Washington County closing in on new land-limit map

December 12, 2012|By ANDREW SCHOTZ |

Washington County is reluctantly moving ahead with a land-category map to comply with a state law limiting development in rural areas.

The map, as proposed, would place about 58 percent of the county in the most restrictive category, known as Tier 4.

That change is projected to cut potential development in Washington County by about 24 percent, according to calculations by county staff.

Other options are more severe.

If the county balks and does not comply with the new law, a state-imposed map would cut potential development by about 47 percent, the county’s Department of Planning and Zoning reported last week.


A second alternate map recommended by the state is similar, cutting potential development in Tier 4 by about 45 percent.

The state passed the Sustainable Growth and Agricultural Preservation Act of 2012 to protect the Chesapeake Bay through tighter controls of land and development.

The law calls for a four-tier system basing the magnitude of development on the type of land.

Maryland’s counties have a Dec. 31 deadline to adopt their own maps and land designations that align with the new four-tier structure.

According to a chart compiled by the county Department of Planning and Zoning, five counties in Maryland — Garrett, Howard, Kent, Montgomery and Prince George’s — have adopted a tier map.

At least two counties — Queen Anne’s and Wicomico — have no plans to do so, the chart says.

The chart lists 22 Maryland counties, but not the 23rd — Caroline — or Baltimore City.

The Washington County Board of Commissioners has expressed frustration about the new tier system and having to submit to a state mandate.

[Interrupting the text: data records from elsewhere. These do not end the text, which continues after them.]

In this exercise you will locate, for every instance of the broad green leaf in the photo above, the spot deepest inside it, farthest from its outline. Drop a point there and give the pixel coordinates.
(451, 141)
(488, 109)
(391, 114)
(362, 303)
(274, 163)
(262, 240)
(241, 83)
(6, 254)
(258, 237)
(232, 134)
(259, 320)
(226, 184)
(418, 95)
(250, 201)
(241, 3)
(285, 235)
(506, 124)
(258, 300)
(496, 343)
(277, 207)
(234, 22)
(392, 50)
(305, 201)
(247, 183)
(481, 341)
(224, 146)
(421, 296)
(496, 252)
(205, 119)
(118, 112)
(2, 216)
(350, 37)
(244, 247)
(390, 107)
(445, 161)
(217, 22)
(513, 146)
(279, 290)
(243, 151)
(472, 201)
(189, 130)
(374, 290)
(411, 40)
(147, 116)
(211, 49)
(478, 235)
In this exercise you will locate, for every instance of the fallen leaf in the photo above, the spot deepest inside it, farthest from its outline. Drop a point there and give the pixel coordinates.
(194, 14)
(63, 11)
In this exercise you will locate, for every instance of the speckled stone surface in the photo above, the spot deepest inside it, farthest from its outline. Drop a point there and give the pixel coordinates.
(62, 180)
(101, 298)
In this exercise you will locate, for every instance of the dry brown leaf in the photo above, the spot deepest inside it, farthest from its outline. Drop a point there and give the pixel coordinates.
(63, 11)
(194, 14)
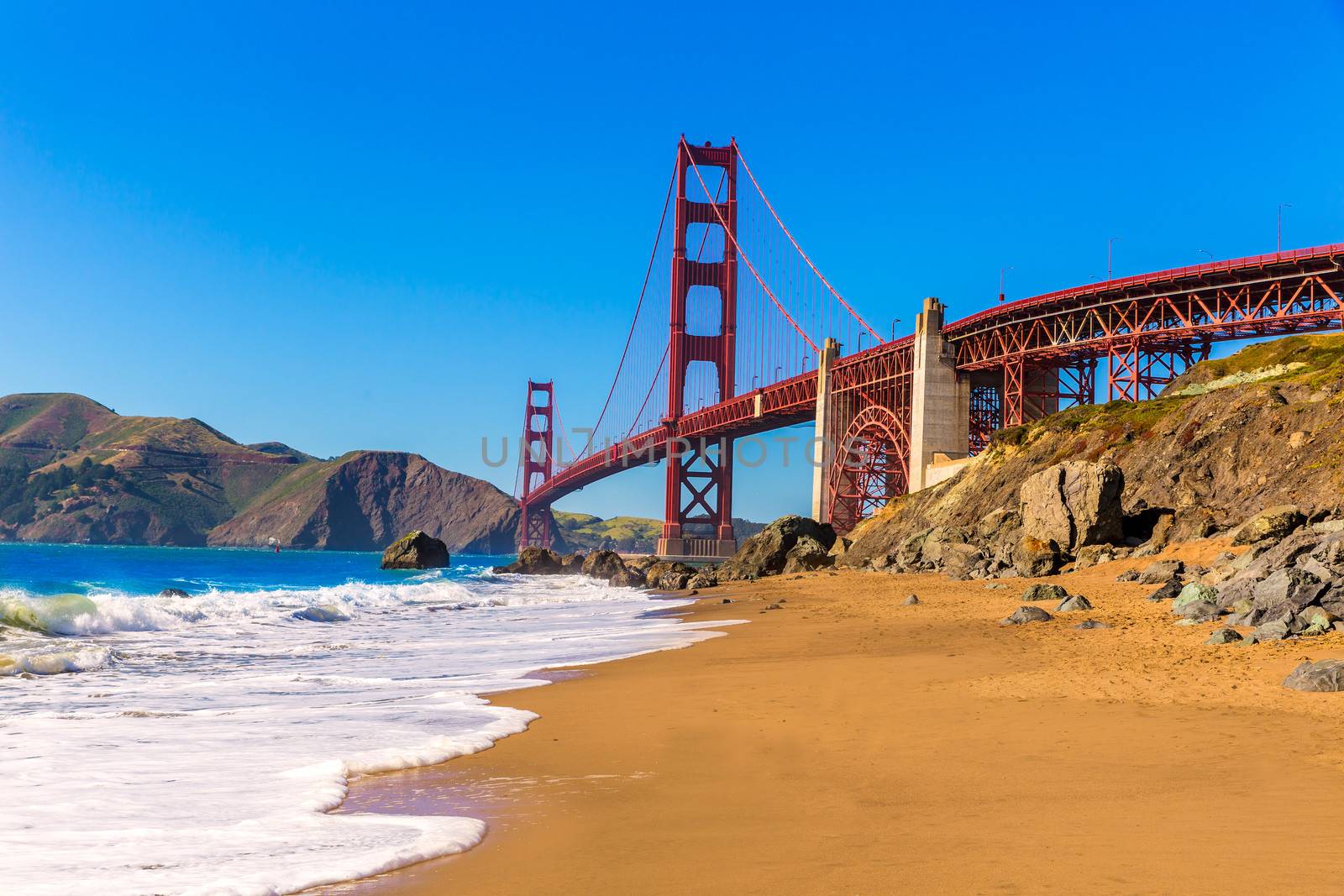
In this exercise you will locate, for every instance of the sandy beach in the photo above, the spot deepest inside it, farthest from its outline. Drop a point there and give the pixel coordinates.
(844, 743)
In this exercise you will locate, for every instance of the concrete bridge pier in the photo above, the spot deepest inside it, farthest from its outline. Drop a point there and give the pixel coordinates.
(824, 441)
(940, 399)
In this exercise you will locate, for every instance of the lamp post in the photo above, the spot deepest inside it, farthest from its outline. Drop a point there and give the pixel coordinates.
(1109, 244)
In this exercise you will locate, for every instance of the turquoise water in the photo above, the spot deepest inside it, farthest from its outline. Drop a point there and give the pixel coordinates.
(167, 745)
(82, 569)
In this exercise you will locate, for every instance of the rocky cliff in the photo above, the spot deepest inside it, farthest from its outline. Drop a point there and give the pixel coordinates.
(1229, 438)
(76, 470)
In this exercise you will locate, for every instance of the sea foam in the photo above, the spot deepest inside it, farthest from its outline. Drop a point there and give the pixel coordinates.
(206, 741)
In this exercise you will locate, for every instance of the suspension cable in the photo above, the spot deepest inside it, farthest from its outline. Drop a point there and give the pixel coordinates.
(748, 259)
(820, 275)
(629, 336)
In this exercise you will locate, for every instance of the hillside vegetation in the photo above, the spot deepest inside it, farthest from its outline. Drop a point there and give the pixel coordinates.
(1226, 439)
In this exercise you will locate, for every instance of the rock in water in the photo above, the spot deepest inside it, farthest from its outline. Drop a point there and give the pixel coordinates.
(1074, 504)
(416, 551)
(1327, 674)
(1023, 616)
(604, 564)
(534, 562)
(326, 613)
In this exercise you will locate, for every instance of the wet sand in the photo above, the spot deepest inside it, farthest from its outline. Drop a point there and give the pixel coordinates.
(846, 743)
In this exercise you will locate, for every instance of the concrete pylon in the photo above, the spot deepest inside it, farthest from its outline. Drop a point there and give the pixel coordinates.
(824, 443)
(940, 401)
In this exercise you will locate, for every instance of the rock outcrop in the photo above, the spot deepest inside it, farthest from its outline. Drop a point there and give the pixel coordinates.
(790, 542)
(1194, 463)
(534, 560)
(416, 551)
(1326, 674)
(1074, 504)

Commissioner Ruth Anne Callaham has suggested that the county consider suing the state.

On Tuesday, Callaham suggested another rebellious idea. The county could take a map the state proposed for Washington County, showing a large swath of land designated for Tier 4, and reassign that land to the less-restrictive Tier 3, she said.

Referring to a state planning official whose letter accompanied the restrictive proposed map, Callaham said, “He’s making a travesty of this whole thing.”

County officials, though, have noted that while Washington County is free to choose its own map, local compliance with the septic law will be noted in a report to the state legislature in early 2013.

Stephen Goodrich, the director of the county’s Department of Planning and Zoning, said counties are concerned that the legislature could look unkindly on noncompliance and decide on even tighter septic limitations.

On the map Washington County is leaning toward passing, 6.6 percent of the land would be in Tier 1, which allows development under existing public sewer service.

Tier 2, in which public sewer service is planned, would have 7.0 percent of the land.

Tier 3, with no public sewer service, would have 28.2 percent of the land.

In Tier 4, which would have 58.2 percent of the land, only “minor” subdivisions are allowed.

Washington County currently defines “minor” as no more than five lots, but is planning to increase that ceiling to seven lots, as allowed under state law.

County staff will draw up the new map for a vote by the commissioners, probably on Tuesday, their last scheduled meeting of the year.